After a 4:30 wake up call so I could make my early morning flight to Lynchburg, Virginia and join 29 colleagues on the annual private colleges tour, I admit I was dragging a bit by the time evening rolled around. When the bus pulled onto the red brick campus of historic Hampden-Sydney College, however, I quickly found my second wind thanks to their warm welcome and the opportunity to learn about what makes this unique school so special.
(It also didn’t hurt that Hampden-Sydney is a men’s college and I’m an admitted sucker for young gentlemen who not only hold doors open for ladies, but who can answer sentences with “Yes, ma’am” in a way that doesn’t make me feel like my grandmother.)
Those familiar with American history are, of course, well aware that much of it can be found within the commonwealth of Virginia, which provided the stage for a lot of Thomas Jefferson’s greatest ideas and accomplishments (the University of Virginia, anyone?), but when you look at the history of Hampden-Sydney, the first thing you learn is that the founding of the college actually predates the founding of our nation. That’s right, readers – Hampden-Sydney has been part of the American educational landscape since 1775 and can boast famous statesmen James Madison and Patrick Henry as two members of their earliest Board of Trustees.

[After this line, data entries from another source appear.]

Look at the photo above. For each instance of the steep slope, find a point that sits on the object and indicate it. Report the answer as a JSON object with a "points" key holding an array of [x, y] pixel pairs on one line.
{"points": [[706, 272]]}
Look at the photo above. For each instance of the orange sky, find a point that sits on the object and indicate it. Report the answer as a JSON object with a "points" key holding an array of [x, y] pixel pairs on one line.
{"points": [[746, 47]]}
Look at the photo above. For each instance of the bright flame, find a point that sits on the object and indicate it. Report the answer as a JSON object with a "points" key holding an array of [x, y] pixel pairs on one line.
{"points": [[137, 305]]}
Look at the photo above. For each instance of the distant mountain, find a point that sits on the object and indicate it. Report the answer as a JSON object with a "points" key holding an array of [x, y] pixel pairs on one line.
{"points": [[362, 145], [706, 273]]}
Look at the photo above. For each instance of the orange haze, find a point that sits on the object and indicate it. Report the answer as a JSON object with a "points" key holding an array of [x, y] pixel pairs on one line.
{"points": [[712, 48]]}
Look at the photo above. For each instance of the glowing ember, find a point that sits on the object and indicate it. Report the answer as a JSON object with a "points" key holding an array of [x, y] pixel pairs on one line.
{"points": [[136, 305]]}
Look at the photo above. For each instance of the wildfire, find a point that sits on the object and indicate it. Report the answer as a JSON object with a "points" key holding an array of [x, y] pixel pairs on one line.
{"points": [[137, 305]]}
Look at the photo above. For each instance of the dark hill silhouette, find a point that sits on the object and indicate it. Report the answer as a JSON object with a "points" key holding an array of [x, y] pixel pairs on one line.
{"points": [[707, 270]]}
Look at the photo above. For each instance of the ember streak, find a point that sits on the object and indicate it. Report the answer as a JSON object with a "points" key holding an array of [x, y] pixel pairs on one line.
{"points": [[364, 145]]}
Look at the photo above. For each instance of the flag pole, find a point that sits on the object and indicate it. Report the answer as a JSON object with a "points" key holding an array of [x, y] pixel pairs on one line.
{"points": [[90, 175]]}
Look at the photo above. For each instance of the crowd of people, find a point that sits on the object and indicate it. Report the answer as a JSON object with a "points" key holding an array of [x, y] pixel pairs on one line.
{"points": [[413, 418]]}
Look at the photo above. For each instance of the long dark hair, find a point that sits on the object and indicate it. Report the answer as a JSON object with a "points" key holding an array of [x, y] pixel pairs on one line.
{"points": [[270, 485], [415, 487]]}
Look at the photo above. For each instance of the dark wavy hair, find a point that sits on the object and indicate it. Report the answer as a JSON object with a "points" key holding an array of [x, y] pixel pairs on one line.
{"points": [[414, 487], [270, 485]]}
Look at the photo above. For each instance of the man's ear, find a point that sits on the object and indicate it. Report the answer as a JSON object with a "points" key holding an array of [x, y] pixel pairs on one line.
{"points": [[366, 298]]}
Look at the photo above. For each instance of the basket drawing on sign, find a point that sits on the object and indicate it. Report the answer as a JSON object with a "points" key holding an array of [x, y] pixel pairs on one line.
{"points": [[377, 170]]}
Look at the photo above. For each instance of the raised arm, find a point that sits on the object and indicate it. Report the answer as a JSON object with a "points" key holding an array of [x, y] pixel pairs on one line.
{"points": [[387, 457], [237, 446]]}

Very obviously, both the country and the way we approach higher education have changed dramatically since the American Revolution, however, and in many ways, Hampden-Sydney has evolved with the times. In many other ways, however, the college has remained committed to the liberal arts ideals on which it was founded – elements that can be seen clearly in programs such as the school’s famous Rhetoric Program, which was established in 1978 and is a treasured part of each young man’s Hampden-Sydney experience, regardless of his major. With the goal of making sure that each graduate has a clear and deep understanding of how to write well and how to develop and utilize arguments in all facets of his life, each student is required to pass a rhetoric proficiency exam as a graduation requirement and each year on the exam date, Hampden-Sydney alumni from around the world toast the current students on social media and wish them luck in the endeavor.
A small school at just over 1,000 undergraduates, students at Hampden-Sydney are guaranteed small class sizes and close relationships with faculty and staff. What’s more, because it’s an all-male school, the teaching style is geared toward hands-on, active learners. The campus setting also facilitates this with its rural location and easy access to fishing, hiking, and hunting in the area. (Hunters may bring rifles to campus and store them in the security office’s gun locker and fishermen can find their prey in one of the three stocked lakes on campus.)
Unfortunately for male equestrians, Hampden-Sydney doesn’t currently carry an equestrian team on its roster of varsity or club sports, though the location does allow for active riders to find access to boarding and training facilities in the greater area and a particularly enterprising young man would have no trouble starting a club team if he wished.
In closing, I do find it worth mentioning to my female blog readers – many of whom have read my campus visit recaps of trips to women’s colleges across the country – that, just as you may be reluctant to attend a college or university dedicated to students of just one gender, all of the young men I met at Hampden-Sydney said the exact same things that I hear from many of you. Yes, they feared not meeting girls during college (unfounded, by the way, ladies – the boys will always find the girls, no matter what and Hampden-Sydney is the long-time brother school to nearby Sweet Briar College) and likewise, now that they’re enrolled, they love their school. In fact, one young man made the comment, “It’s nice to roll out of bed in sweats and go to class without worrying what anyone thinks of what I’m wearing.”
Summary: Don’t judge a school by its single-gender set up. Judge it instead by what it can do for you. (I believe President Kennedy said something like that in a speech. Okay, maybe he wasn’t talking about colleges at the time, but you get the idea.)